誤信念が生まれるとき――ドーパミンの役割
通常ならば、誤差が適切にキャッチされて信念は更新されるはずです。ところが何らかの理由でこの機能が乱れると、事態は一変します。たとえば、ドーパミンの分泌が過剰になり、些細な誤差にまで「これは大問題だ!」と過剰な意味づけ(セイリエンス付与)をしてしまうと、本来は無関係な出来事を「自分へのメッセージ」と勘違いしてしまいます。逆にドーパミンがうまく機能せず、必要な誤差を見逃すと、間違った思い込みを改めるチャンスを失ってしまいます。
こうした状態は極端に進むと、“被害妄想”や“陰謀論”といった病的な信念につながります。統合失調症という病気では、ドーパミンの神経活動が一部で過剰になり、まさにありふれた情報が過剰に意味づけされる「異常なセイリエンス仮説」が有力視されています。私たちが「もしかして…」と感じる程度の違和感を、脳内では大問題として捉え、誤った学習を重ねてしまうわけです。
遺伝子多型(遺伝子の個人差)と“信じ込みやすさ”
人によって「思い込みやすい」「疑い深い」「すぐ意見を変える」「なかなか変えられない」など、性格や行動パターンが異なるのはなぜでしょう? その一端には、ドーパミン機能を左右する遺伝子の差があると考えられています。

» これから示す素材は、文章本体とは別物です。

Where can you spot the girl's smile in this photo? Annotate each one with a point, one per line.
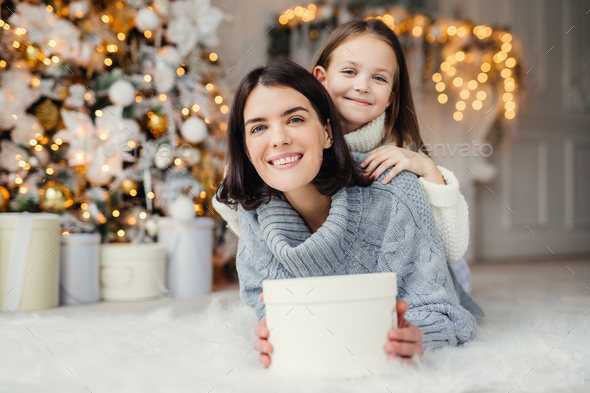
(360, 79)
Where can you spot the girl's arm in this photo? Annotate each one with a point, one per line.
(450, 212)
(411, 249)
(441, 188)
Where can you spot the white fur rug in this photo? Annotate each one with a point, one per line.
(520, 348)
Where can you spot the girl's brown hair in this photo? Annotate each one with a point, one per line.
(401, 123)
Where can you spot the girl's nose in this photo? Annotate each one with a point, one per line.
(361, 87)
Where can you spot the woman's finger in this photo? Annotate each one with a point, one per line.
(260, 330)
(405, 334)
(378, 159)
(373, 155)
(264, 359)
(392, 173)
(385, 165)
(404, 348)
(263, 346)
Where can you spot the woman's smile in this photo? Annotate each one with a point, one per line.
(285, 160)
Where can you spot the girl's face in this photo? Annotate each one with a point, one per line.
(360, 79)
(285, 139)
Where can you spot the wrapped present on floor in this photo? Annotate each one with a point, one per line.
(79, 268)
(190, 254)
(29, 261)
(132, 271)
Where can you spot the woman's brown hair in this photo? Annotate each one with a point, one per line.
(242, 184)
(401, 123)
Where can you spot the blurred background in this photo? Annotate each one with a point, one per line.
(114, 116)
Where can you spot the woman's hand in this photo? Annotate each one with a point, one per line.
(261, 344)
(405, 341)
(401, 159)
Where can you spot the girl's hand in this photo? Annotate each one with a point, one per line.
(261, 344)
(401, 159)
(405, 341)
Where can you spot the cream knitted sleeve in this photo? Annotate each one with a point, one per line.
(228, 214)
(450, 212)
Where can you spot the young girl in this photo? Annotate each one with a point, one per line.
(306, 210)
(364, 70)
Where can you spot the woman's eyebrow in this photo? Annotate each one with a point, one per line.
(286, 113)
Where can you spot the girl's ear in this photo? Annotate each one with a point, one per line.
(328, 136)
(391, 98)
(320, 74)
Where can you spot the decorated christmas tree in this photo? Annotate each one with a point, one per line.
(113, 112)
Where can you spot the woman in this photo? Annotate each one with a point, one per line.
(305, 210)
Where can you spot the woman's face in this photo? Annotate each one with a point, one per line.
(285, 139)
(360, 79)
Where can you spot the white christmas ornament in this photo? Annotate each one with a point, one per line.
(146, 19)
(122, 93)
(27, 127)
(164, 76)
(182, 209)
(164, 156)
(151, 228)
(194, 130)
(170, 55)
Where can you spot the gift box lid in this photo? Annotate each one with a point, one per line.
(197, 222)
(329, 289)
(146, 251)
(81, 238)
(40, 220)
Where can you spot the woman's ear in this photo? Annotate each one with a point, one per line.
(328, 141)
(320, 74)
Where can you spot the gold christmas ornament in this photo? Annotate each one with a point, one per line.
(127, 185)
(157, 124)
(48, 114)
(4, 198)
(55, 197)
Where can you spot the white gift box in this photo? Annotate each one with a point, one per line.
(29, 261)
(79, 268)
(333, 326)
(132, 271)
(190, 255)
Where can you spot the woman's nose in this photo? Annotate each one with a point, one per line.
(280, 136)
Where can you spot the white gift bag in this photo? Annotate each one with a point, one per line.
(29, 261)
(190, 255)
(79, 268)
(132, 271)
(333, 326)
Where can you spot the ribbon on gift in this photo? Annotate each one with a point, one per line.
(18, 261)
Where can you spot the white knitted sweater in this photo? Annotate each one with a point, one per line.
(448, 205)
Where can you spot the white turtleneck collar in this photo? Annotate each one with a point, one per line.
(368, 137)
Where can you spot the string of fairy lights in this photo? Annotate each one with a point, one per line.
(463, 60)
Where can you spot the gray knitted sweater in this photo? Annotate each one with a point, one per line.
(381, 228)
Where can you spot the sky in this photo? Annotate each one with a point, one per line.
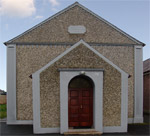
(17, 16)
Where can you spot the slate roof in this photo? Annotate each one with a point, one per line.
(69, 7)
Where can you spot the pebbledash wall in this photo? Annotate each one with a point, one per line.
(32, 58)
(34, 49)
(80, 57)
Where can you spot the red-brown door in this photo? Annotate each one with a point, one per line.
(80, 107)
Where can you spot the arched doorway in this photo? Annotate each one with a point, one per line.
(80, 102)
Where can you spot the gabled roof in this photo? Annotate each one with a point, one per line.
(69, 7)
(73, 47)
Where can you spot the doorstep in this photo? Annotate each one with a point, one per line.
(82, 132)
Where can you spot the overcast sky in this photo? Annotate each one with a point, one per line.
(17, 16)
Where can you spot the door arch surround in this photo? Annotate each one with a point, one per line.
(80, 102)
(97, 77)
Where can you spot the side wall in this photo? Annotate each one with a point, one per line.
(123, 57)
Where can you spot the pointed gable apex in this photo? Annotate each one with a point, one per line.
(65, 10)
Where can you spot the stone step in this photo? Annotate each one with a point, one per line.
(83, 133)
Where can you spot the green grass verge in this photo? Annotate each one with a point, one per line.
(3, 111)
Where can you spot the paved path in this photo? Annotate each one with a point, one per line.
(24, 130)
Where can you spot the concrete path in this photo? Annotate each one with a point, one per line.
(27, 130)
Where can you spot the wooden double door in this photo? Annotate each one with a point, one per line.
(80, 105)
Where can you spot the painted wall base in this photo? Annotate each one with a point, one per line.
(135, 120)
(20, 122)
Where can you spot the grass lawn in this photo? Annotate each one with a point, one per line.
(3, 111)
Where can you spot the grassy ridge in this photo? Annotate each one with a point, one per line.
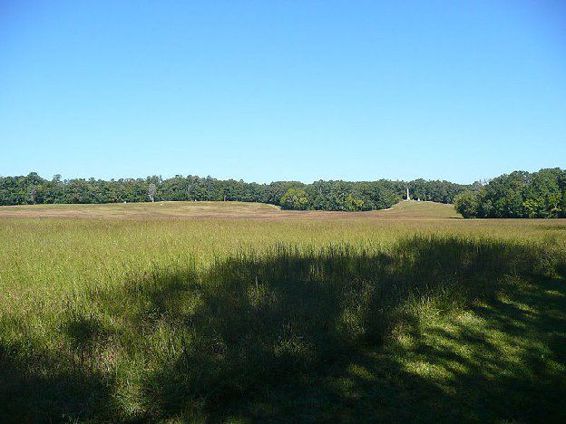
(241, 321)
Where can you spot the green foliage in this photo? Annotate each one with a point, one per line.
(295, 198)
(322, 195)
(518, 195)
(467, 204)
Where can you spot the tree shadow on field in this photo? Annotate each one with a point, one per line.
(46, 388)
(295, 337)
(432, 330)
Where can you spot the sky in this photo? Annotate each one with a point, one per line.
(282, 89)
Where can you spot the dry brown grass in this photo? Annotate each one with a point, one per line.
(230, 210)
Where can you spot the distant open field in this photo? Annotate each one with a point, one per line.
(242, 312)
(200, 210)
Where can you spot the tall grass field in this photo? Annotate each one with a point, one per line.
(243, 313)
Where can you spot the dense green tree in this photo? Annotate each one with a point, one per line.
(295, 198)
(467, 203)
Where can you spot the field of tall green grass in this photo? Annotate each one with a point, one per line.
(291, 320)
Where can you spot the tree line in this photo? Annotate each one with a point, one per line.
(320, 195)
(519, 194)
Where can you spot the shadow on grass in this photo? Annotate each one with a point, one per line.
(434, 329)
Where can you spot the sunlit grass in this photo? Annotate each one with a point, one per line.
(244, 320)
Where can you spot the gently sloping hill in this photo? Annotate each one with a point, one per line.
(227, 210)
(420, 210)
(431, 329)
(143, 210)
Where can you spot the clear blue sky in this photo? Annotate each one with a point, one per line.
(282, 89)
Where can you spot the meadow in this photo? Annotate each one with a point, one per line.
(240, 313)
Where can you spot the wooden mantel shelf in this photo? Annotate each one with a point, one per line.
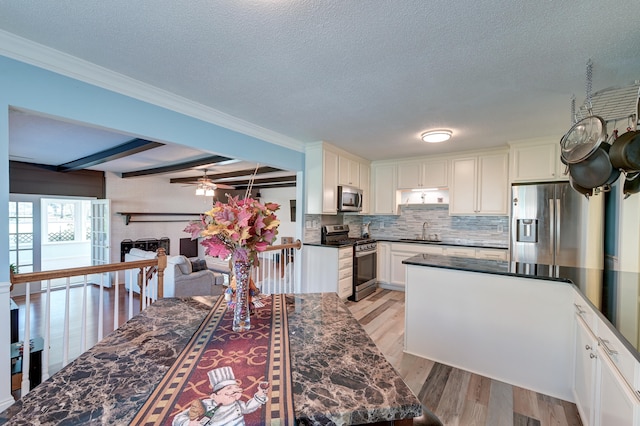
(129, 215)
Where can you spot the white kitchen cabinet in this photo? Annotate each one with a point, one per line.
(536, 161)
(423, 174)
(328, 269)
(479, 185)
(605, 372)
(365, 185)
(384, 189)
(383, 259)
(321, 166)
(345, 272)
(517, 329)
(584, 377)
(618, 404)
(348, 172)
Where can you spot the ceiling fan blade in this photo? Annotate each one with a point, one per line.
(223, 186)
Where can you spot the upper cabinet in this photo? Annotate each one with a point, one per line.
(536, 160)
(348, 172)
(327, 167)
(384, 189)
(479, 185)
(321, 167)
(422, 174)
(365, 185)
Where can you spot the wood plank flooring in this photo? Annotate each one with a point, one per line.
(58, 302)
(456, 396)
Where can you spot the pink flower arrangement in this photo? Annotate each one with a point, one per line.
(241, 228)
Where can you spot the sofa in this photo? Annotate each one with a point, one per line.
(180, 279)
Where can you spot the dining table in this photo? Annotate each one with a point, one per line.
(305, 360)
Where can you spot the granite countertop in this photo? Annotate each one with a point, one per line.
(416, 241)
(339, 375)
(602, 288)
(446, 243)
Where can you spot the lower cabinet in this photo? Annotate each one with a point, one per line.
(584, 372)
(383, 259)
(618, 404)
(328, 269)
(603, 395)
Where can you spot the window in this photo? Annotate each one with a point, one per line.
(67, 220)
(21, 235)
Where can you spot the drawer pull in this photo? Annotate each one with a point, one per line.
(605, 344)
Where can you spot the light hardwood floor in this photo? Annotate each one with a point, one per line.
(456, 396)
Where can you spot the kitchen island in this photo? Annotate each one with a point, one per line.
(327, 369)
(571, 333)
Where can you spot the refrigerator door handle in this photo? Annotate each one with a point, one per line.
(552, 229)
(558, 214)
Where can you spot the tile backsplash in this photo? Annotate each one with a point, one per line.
(451, 229)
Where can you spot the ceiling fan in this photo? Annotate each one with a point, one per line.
(205, 186)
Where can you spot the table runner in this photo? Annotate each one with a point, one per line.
(217, 359)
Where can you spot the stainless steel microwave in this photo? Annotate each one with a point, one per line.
(349, 199)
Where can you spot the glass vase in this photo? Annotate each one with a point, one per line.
(241, 311)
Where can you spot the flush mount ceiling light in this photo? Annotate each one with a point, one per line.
(435, 136)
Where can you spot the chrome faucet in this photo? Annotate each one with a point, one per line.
(425, 226)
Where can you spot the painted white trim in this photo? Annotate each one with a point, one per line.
(6, 399)
(21, 49)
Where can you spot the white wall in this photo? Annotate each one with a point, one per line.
(282, 196)
(156, 195)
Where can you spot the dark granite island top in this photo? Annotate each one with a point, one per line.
(339, 375)
(603, 289)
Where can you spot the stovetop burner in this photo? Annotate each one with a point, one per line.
(339, 235)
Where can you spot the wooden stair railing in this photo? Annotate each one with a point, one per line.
(147, 296)
(147, 268)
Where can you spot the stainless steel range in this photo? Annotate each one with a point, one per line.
(364, 258)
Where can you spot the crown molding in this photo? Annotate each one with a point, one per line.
(27, 51)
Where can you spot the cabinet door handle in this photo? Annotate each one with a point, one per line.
(607, 348)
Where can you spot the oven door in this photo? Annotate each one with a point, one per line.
(364, 274)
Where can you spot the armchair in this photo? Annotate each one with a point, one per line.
(179, 278)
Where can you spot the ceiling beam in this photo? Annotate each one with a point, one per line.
(178, 167)
(268, 185)
(237, 173)
(131, 147)
(261, 182)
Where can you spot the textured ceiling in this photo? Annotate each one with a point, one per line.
(368, 76)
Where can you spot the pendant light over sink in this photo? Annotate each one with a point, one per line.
(436, 136)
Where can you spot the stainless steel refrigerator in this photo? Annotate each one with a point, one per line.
(552, 224)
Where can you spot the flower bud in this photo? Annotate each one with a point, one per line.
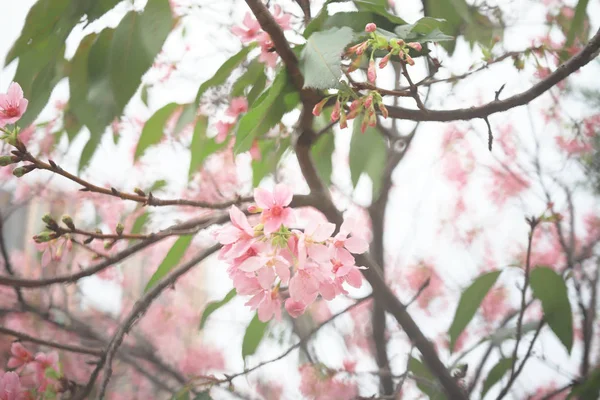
(44, 237)
(318, 108)
(370, 27)
(68, 221)
(415, 45)
(372, 72)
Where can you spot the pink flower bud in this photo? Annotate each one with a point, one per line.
(318, 108)
(371, 27)
(372, 72)
(415, 45)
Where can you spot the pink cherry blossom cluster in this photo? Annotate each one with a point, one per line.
(251, 31)
(270, 255)
(29, 374)
(12, 105)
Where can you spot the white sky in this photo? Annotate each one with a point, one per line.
(416, 205)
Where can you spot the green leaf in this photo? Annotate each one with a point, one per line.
(139, 223)
(271, 152)
(153, 130)
(198, 141)
(322, 151)
(426, 381)
(367, 155)
(224, 71)
(577, 23)
(378, 8)
(173, 257)
(551, 290)
(138, 39)
(253, 336)
(321, 59)
(469, 302)
(202, 146)
(265, 113)
(213, 306)
(495, 374)
(588, 389)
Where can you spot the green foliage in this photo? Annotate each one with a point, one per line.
(322, 152)
(469, 302)
(224, 71)
(153, 130)
(253, 336)
(321, 61)
(213, 306)
(138, 40)
(426, 381)
(550, 288)
(172, 258)
(271, 153)
(202, 146)
(495, 374)
(265, 113)
(367, 155)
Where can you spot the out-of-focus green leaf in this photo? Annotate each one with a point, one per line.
(153, 130)
(138, 39)
(495, 374)
(469, 302)
(253, 336)
(321, 60)
(367, 155)
(550, 288)
(173, 257)
(213, 306)
(426, 381)
(224, 71)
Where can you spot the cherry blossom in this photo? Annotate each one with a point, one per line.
(12, 105)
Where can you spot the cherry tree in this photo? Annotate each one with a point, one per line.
(380, 201)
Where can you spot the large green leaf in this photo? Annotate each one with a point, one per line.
(495, 374)
(138, 39)
(425, 380)
(265, 113)
(271, 152)
(321, 60)
(469, 302)
(213, 306)
(224, 71)
(153, 130)
(367, 155)
(322, 151)
(550, 288)
(253, 336)
(172, 258)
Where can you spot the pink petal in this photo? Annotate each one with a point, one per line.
(356, 245)
(283, 195)
(323, 231)
(263, 198)
(252, 264)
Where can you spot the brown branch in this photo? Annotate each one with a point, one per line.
(27, 338)
(105, 362)
(589, 52)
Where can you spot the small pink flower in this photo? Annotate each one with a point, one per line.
(274, 205)
(294, 308)
(251, 30)
(372, 72)
(19, 356)
(238, 105)
(12, 105)
(10, 386)
(223, 129)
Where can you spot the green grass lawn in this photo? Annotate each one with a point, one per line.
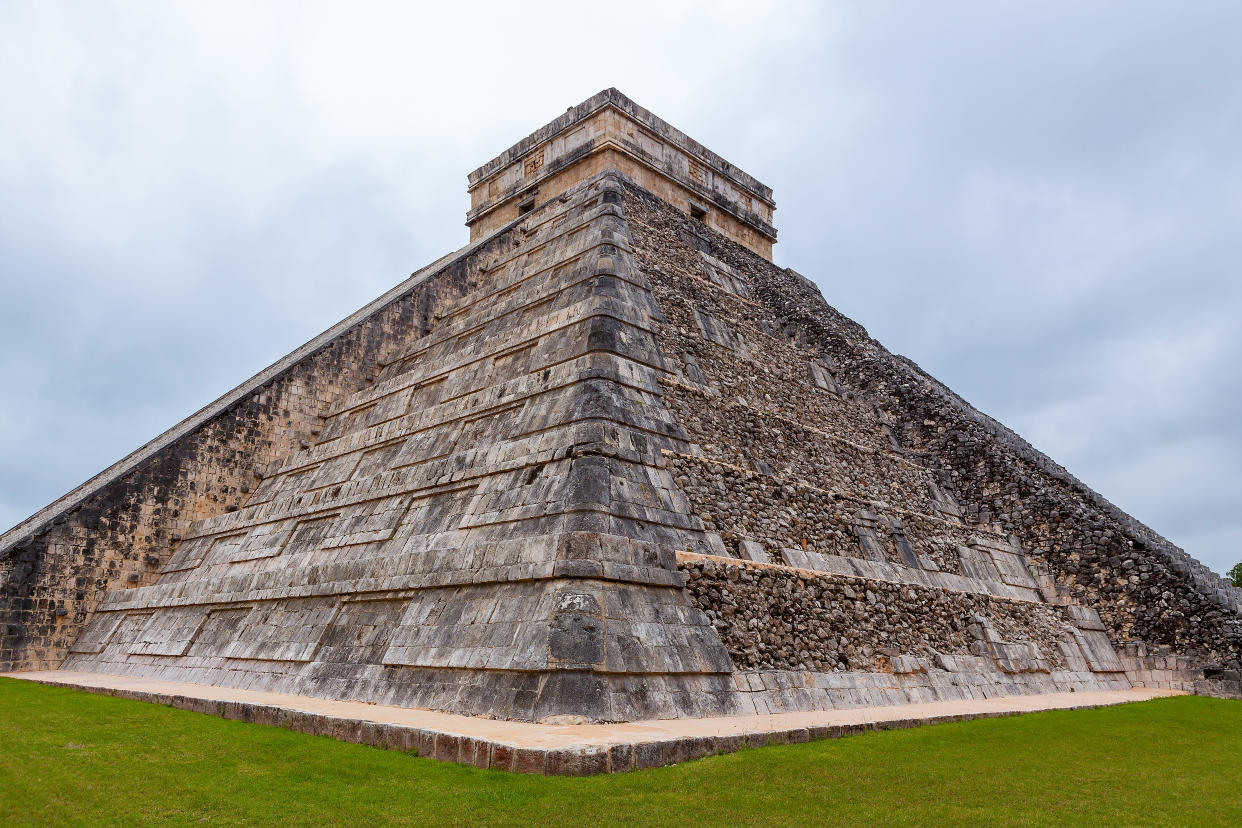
(70, 757)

ここでいう「遺伝子多型」とは、“同じ種類の遺伝子でも少しだけ配列が違う形”のことです。たとえば同じドーパミン受容体をつくる遺伝子でも、人によって配列がほんのわずかに違い、結果としてドーパミンをどれだけ受け取るかが変わってきます。こうした微妙な個人差が、行動や認知スタイルに影響すると考えられるのです。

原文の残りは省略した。